يَا أَكْرَمَ الْخَلْقِ مَالِي مَنْ أَلُوذُ بِهِ
سِوَاكَ عِنْدَ حُلُولِ الْحَادِثِ الْعَمِمِ
Wahai makhluk yang paling dermawan kepada siapakah aku berlindung
kalau bukan pada dirimu ketika terjadi malapetaka yang menyeluruh

Kalimat ini merupakan kesyirikan dalam hal tauhid uluhiyah, yaitu meminta perlindungan dari berbagai marabahaya kepada Rasulullah Shallallahu ‘alaihi wa sallam. Kita telah mengetahui bahwa meminta perlindungan adalah sebuah ibadah, dan ibadah itu tidak boleh diberikan kepada selain Allah Subhanahu wa Ta’ala.

قُلْ أَعُوذُ بِرَبِّ الْفَلَقِ

Katakanlah: “Aku berlindung kepada Rabb yang menguasai subuh.” (Al-Falaq: 1)

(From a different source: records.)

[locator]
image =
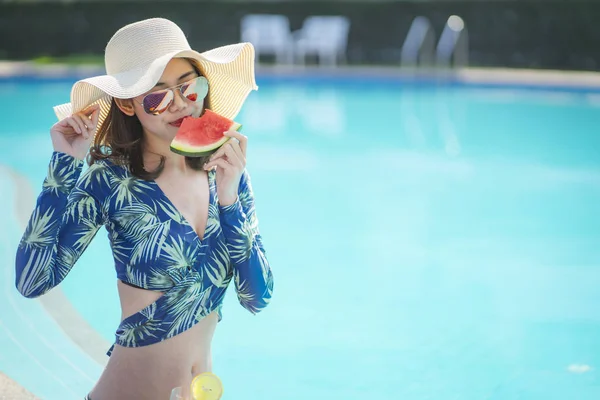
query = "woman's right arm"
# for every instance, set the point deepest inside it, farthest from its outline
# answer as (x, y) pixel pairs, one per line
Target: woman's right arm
(67, 215)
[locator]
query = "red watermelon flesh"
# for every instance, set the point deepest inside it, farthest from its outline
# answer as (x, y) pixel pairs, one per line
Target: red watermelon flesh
(200, 137)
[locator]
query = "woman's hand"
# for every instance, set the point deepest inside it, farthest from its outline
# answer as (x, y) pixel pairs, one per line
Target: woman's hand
(230, 161)
(73, 135)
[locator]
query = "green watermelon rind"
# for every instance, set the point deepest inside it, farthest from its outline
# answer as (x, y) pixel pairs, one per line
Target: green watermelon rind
(204, 150)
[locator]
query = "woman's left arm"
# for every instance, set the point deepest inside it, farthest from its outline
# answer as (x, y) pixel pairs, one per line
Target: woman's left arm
(252, 273)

قُلْ أَعُوذُ بِرَبِّ النَّاسِ

Katakanlah: “Aku berlindung kepada Rabb (yang memelihara dan menguasai) manusia.” (An-Nas: 1)
Apakah malapetaka yang dimaksud?
Gempa, badai, angin topan, petir yang menyambar, gunung meletus, ombak yang menggunung di lautan, tanah longsor, wabah, dan sebagainya, semuanya termasuk kategori malapetaka. Akankah engkau meminta penyelesaiannya kepada Nabi kita Muhammad bin Abdillah Shallallahu ‘alaihi wa sallam? Mampukah setelah beliau meninggal untuk berbuat? Sedangkan di masa hidupnya beliau mengatakan:

لَا أَمْلِكُ لِنَفْسِي نَفْعًا وَلَا ضَرًّا إِلَّا مَا شَاءَ اللَّهُ وَلَوْ كُنْتُ أَعْلَمُ الْغَيْبَ لَاسْتَكْثَرْتُ مِنَ الْخَيْرِ وَمَا مَسَّنِيَ السُّوءُ إِنْ أَنَا إِلَّا نَذِيرٌ وَبَشِيرٌ لِقَوْمٍ يُؤْمِنُونَ

“Aku tidak berkuasa menarik kemanfaatan bagi diriku dan tidak (pula) menolak kemudharatan kecuali yang dikehendaki Allah. Sekiranya aku mengetahui yang ghaib, tentulah aku membuat kebajikan sebanyak-banyaknya dan aku tidak akan ditimpa kemudharatan. Aku tidak lain hanyalah pemberi peringatan, dan pembawa berita gembira bagi orang-orang yang beriman.” (Al-A’raf: 188)
إِنِّي لَا أَمْلِكُ لَكُمْ ضَرًّا وَلَا رَشَدًا

“Sesungguhnya aku tidak kuasa mendatangkan suatu kemudharatan pun kepadamu dan tidak (pula) suatu kemanfaatan.” (Al-Jin: 21)
Dalam bait lainnya:
فَإِنَّ مِنْ جُودِكَ الدُّنْيَا وَضَرَّتَهَا
وَمِنْ عُلُومِكَ عِلْمَ اللَّوْحِ وَالْقَلَمِ
maka di antara kedermawananmu adanya dunia dan akhirat
dan di antara ilmumu adalah ilmu lauhul mahfudz dan qalam (pena penulis takdir, red.)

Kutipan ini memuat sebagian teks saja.